I think it’s plausible that some people will find this extremely weird (especially people who judge things primarily based on the cumulative prestige of the associated parties & don’t think that OpenAI/500 citations/Cambridge are enough), but I don’t expect this to be a common reaction.
Some clarifications + quick thoughts on Sam’s points:
The contest isn’t aimed primarily/exclusively at established ML researchers (though we are excited to receive submissions from any ML researchers who wish to participate).
We didn’t optimize our contest to attract established researchers. Our contests are optimized to take questions that we think are at the core of alignment research and present them in a (somewhat less vague) format that gets more people to think about them.
We’re excited that other groups are running contests that are designed to attract established researchers & present different research questions.
All else equal, we think that precise/quantifiable grading criteria & a diverse panel of reviewers are preferable. However, in our view, many of the core problems in alignment (including goal misgeneralization and corrigibility) have not been sufficiently well-operationalized to have precise/quantifiable grading criteria at this stage.
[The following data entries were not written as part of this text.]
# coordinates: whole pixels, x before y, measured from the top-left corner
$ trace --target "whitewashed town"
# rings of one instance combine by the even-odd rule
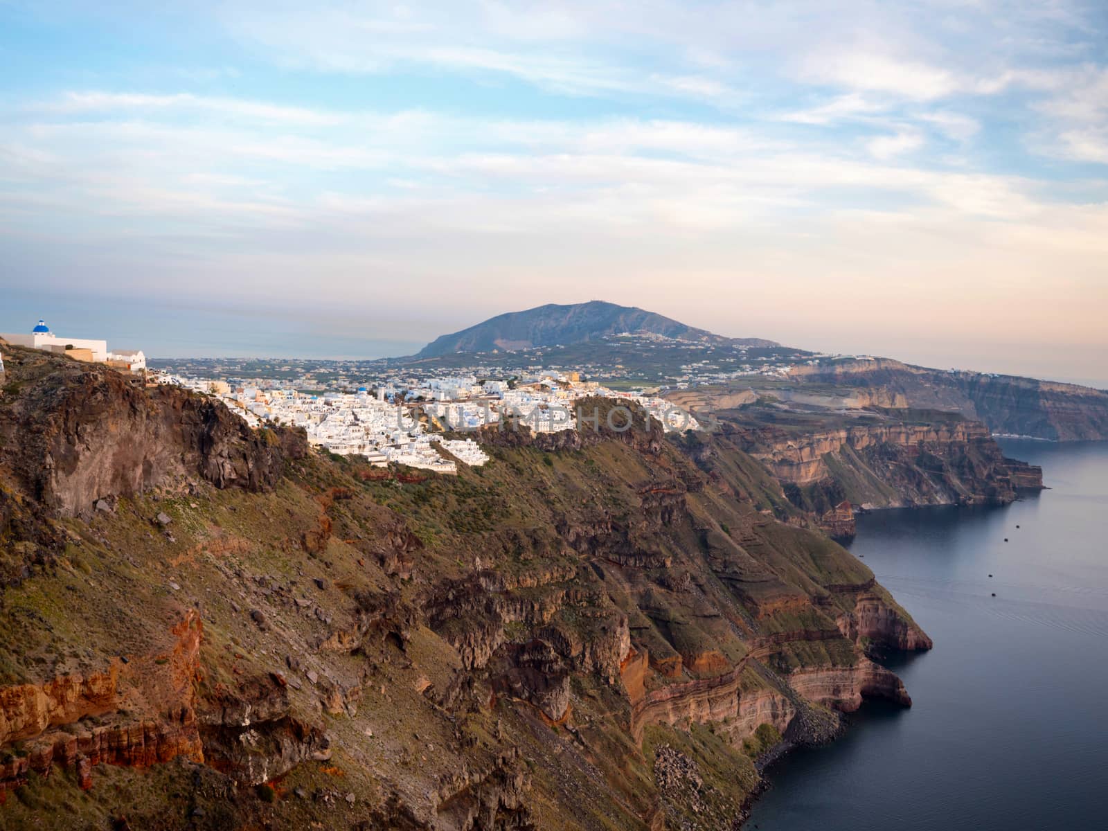
[[[331,453],[362,455],[379,466],[393,462],[438,473],[456,473],[458,462],[479,466],[489,460],[472,438],[443,433],[523,427],[540,433],[571,430],[577,427],[577,402],[591,396],[634,402],[667,431],[699,429],[691,416],[665,399],[611,390],[582,381],[576,372],[540,372],[517,380],[428,377],[413,379],[407,387],[389,383],[324,394],[172,373],[157,373],[154,380],[213,394],[253,427],[304,428],[311,444]],[[624,423],[616,421],[616,429]]]
[[[312,445],[339,455],[362,455],[378,466],[391,462],[448,474],[456,473],[459,463],[479,466],[489,461],[489,455],[476,441],[448,437],[482,428],[527,428],[536,433],[572,430],[577,427],[577,402],[592,396],[634,402],[666,431],[699,429],[691,416],[663,398],[613,390],[582,380],[577,371],[536,368],[512,378],[399,377],[393,372],[353,391],[319,392],[274,381],[233,381],[148,370],[142,350],[110,349],[106,340],[57,335],[41,319],[28,334],[0,337],[13,346],[61,352],[74,360],[142,373],[150,383],[172,383],[213,396],[252,427],[302,428]],[[625,423],[616,421],[613,427],[623,429]]]

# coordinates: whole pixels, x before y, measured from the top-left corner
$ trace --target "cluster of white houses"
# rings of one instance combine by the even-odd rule
[[[377,465],[396,462],[441,473],[456,472],[458,462],[481,465],[489,460],[472,439],[445,439],[442,432],[519,425],[534,432],[571,430],[578,427],[577,402],[589,396],[634,402],[667,431],[699,429],[691,416],[664,399],[617,392],[595,381],[581,381],[575,372],[540,375],[511,383],[479,381],[473,376],[424,378],[408,389],[381,384],[376,392],[362,387],[357,392],[324,394],[264,389],[258,381],[233,387],[225,380],[177,376],[160,380],[217,396],[252,425],[304,428],[311,444],[332,453],[363,455]]]
[[[12,346],[42,349],[48,352],[61,352],[79,361],[106,363],[116,369],[141,372],[146,369],[146,356],[141,349],[109,349],[106,340],[89,340],[88,338],[66,338],[50,331],[45,320],[39,320],[28,334],[0,334]]]

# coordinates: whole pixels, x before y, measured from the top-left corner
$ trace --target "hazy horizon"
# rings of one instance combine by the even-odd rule
[[[0,312],[0,331],[23,331],[44,317],[51,328],[70,337],[105,337],[117,348],[138,347],[151,359],[179,358],[311,358],[335,360],[373,360],[396,358],[418,352],[440,335],[464,329],[482,320],[506,311],[522,311],[524,308],[494,308],[486,317],[476,319],[418,320],[398,316],[384,321],[382,327],[362,320],[355,311],[306,310],[305,308],[247,309],[246,307],[214,308],[199,305],[175,305],[152,307],[148,301],[116,299],[93,301],[88,298],[44,298],[13,295],[10,304]],[[588,297],[586,300],[606,300],[605,297]],[[552,300],[551,302],[560,302]],[[540,304],[542,305],[542,304]],[[633,305],[630,302],[622,305]],[[43,311],[45,309],[45,311]],[[145,315],[137,314],[144,310]],[[674,317],[683,324],[708,329],[728,337],[765,337],[783,346],[812,351],[828,351],[853,355],[874,355],[895,358],[937,369],[968,369],[979,372],[1026,376],[1044,380],[1079,383],[1098,389],[1108,389],[1108,375],[1078,376],[1055,375],[1049,367],[1065,358],[1061,353],[1047,353],[1037,361],[1010,358],[1005,355],[1005,345],[987,345],[981,352],[970,356],[957,351],[935,349],[925,339],[914,348],[893,353],[868,348],[862,338],[854,342],[850,338],[828,339],[827,342],[801,342],[788,337],[773,337],[763,331],[746,331],[740,328],[714,329],[702,320],[684,319],[669,314],[667,309],[649,308],[666,317]],[[50,311],[50,315],[47,315]],[[20,316],[21,315],[21,316]],[[274,324],[285,327],[274,330]],[[434,328],[435,326],[440,328]],[[421,337],[404,338],[406,332],[427,332]],[[1035,371],[1038,367],[1042,371]]]
[[[1106,34],[1081,0],[0,3],[0,329],[369,358],[605,299],[1108,387]]]

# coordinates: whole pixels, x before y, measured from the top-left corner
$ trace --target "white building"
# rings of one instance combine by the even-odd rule
[[[146,369],[146,356],[142,349],[113,349],[107,353],[107,360],[126,363],[132,372]]]
[[[106,340],[88,340],[82,338],[62,338],[50,331],[44,320],[39,320],[30,335],[0,334],[13,346],[30,347],[31,349],[44,349],[49,352],[64,352],[68,348],[88,349],[92,353],[94,361],[107,360]]]

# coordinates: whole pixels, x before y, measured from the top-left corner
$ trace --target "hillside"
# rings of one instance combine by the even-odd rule
[[[453,352],[491,352],[540,346],[566,346],[599,340],[622,332],[648,332],[704,343],[777,346],[773,341],[759,338],[724,338],[653,311],[592,300],[568,306],[547,304],[525,311],[497,315],[476,326],[435,338],[416,357],[435,358]]]
[[[1076,383],[947,372],[888,358],[798,368],[797,380],[900,396],[909,407],[956,411],[984,422],[994,433],[1050,441],[1108,439],[1108,392]]]
[[[0,827],[729,828],[931,646],[726,435],[407,475],[6,358]]]

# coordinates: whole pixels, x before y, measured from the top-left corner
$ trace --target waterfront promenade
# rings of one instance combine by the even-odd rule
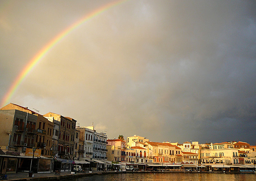
[[[156,171],[154,172],[151,171],[136,171],[133,172],[132,171],[129,171],[127,172],[127,173],[178,173],[181,172],[173,172],[173,171]],[[183,173],[196,173],[196,172],[181,172]],[[27,172],[18,172],[17,173],[13,173],[9,174],[7,175],[7,179],[0,179],[0,180],[9,180],[14,181],[17,180],[23,181],[30,181],[35,180],[36,181],[43,181],[44,180],[60,180],[64,179],[72,179],[73,178],[79,178],[83,177],[95,175],[101,175],[101,174],[117,174],[121,173],[121,172],[115,172],[114,171],[108,171],[107,172],[102,172],[102,171],[93,171],[92,173],[89,173],[89,172],[87,172],[86,173],[82,174],[81,173],[77,173],[75,174],[71,174],[70,171],[62,172],[61,172],[60,175],[57,176],[55,175],[55,172],[52,172],[51,173],[35,173],[34,174],[34,177],[32,178],[28,177],[28,173]],[[225,174],[228,173],[239,173],[239,172],[225,172]],[[200,173],[224,173],[222,172],[200,172]],[[248,172],[247,173],[254,174],[254,173]]]

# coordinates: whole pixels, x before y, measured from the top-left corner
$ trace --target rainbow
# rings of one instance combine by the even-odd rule
[[[128,0],[121,0],[115,1],[107,4],[90,13],[86,14],[85,16],[76,21],[58,34],[34,56],[18,74],[9,89],[8,91],[2,99],[0,105],[1,107],[3,107],[9,102],[11,98],[19,86],[32,68],[42,60],[47,52],[51,50],[60,40],[66,37],[72,31],[88,20],[110,8],[116,6]]]

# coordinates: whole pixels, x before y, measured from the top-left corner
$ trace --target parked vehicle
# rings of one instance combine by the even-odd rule
[[[74,170],[76,171],[77,172],[82,172],[82,171],[81,166],[80,165],[74,165],[73,168],[74,168]]]

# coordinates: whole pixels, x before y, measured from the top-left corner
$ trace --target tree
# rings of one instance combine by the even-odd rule
[[[119,136],[118,137],[118,139],[121,139],[121,140],[122,140],[123,141],[124,140],[124,136],[123,136],[122,135],[119,135]]]

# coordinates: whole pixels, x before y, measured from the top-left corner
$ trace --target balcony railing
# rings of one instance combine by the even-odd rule
[[[32,128],[26,128],[26,131],[28,133],[33,133],[34,134],[36,134],[35,130]]]
[[[46,144],[45,143],[38,142],[37,143],[37,146],[41,147],[44,147],[46,145]]]
[[[18,142],[15,141],[13,142],[13,145],[15,147],[23,147],[24,146],[24,143],[23,141]]]
[[[15,127],[16,128],[16,131],[24,131],[24,126],[15,126]]]

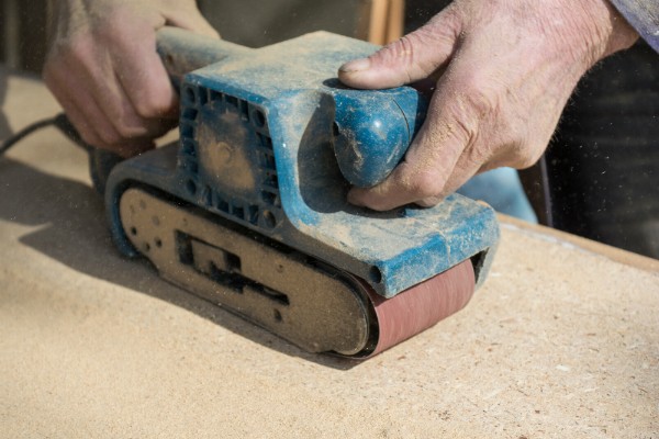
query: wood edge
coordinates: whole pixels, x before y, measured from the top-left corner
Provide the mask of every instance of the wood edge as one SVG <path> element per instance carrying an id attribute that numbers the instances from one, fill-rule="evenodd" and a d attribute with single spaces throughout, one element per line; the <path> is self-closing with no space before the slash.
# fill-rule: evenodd
<path id="1" fill-rule="evenodd" d="M 659 260 L 657 259 L 634 254 L 632 251 L 623 250 L 617 247 L 597 243 L 595 240 L 572 235 L 567 232 L 558 230 L 556 228 L 543 226 L 539 224 L 527 223 L 525 221 L 505 214 L 498 213 L 496 216 L 499 217 L 499 222 L 501 224 L 512 225 L 516 228 L 530 232 L 533 234 L 549 236 L 557 240 L 569 243 L 585 251 L 603 256 L 612 261 L 637 268 L 639 270 L 659 273 Z"/>

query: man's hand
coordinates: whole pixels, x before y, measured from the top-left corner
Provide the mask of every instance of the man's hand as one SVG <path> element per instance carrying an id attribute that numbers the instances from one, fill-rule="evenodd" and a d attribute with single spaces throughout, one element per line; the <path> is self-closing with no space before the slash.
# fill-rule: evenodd
<path id="1" fill-rule="evenodd" d="M 44 80 L 82 138 L 124 157 L 176 124 L 178 98 L 156 53 L 175 25 L 217 37 L 193 0 L 51 0 Z"/>
<path id="2" fill-rule="evenodd" d="M 435 86 L 404 160 L 348 200 L 373 210 L 429 206 L 474 173 L 533 165 L 579 78 L 637 38 L 606 0 L 456 0 L 416 32 L 339 69 L 356 88 Z"/>

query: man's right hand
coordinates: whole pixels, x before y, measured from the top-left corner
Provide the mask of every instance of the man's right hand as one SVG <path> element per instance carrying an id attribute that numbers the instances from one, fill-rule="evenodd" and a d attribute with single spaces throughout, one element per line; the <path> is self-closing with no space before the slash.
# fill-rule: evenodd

This response does not convince me.
Concretely, I think that if I’d show the prize to people in my lab and they actually looked at the judges (and I had some way of eliciting honest responses from them), I’d think that >60% would have some reactions according to what Sam and I described (i.e. seeing this prize as evidence that AI alignment concerns are mostly endorsed by (sometimes rich) people who have no clue about ML; or that the alignment community is dismissive of academia/peer-reviewed publishing/mainstream ML/default ways of doing science; or … ).
Your point 3.) about the feedback from ML researchers could convince me that I’m wrong, depending on whom exactly you got feedback from and how that looked like.
By the way, I’m highlighting this point in particular not because it’s highly critical (I haven’t thought much about how critical it is), but because it seems relatively easy to fix.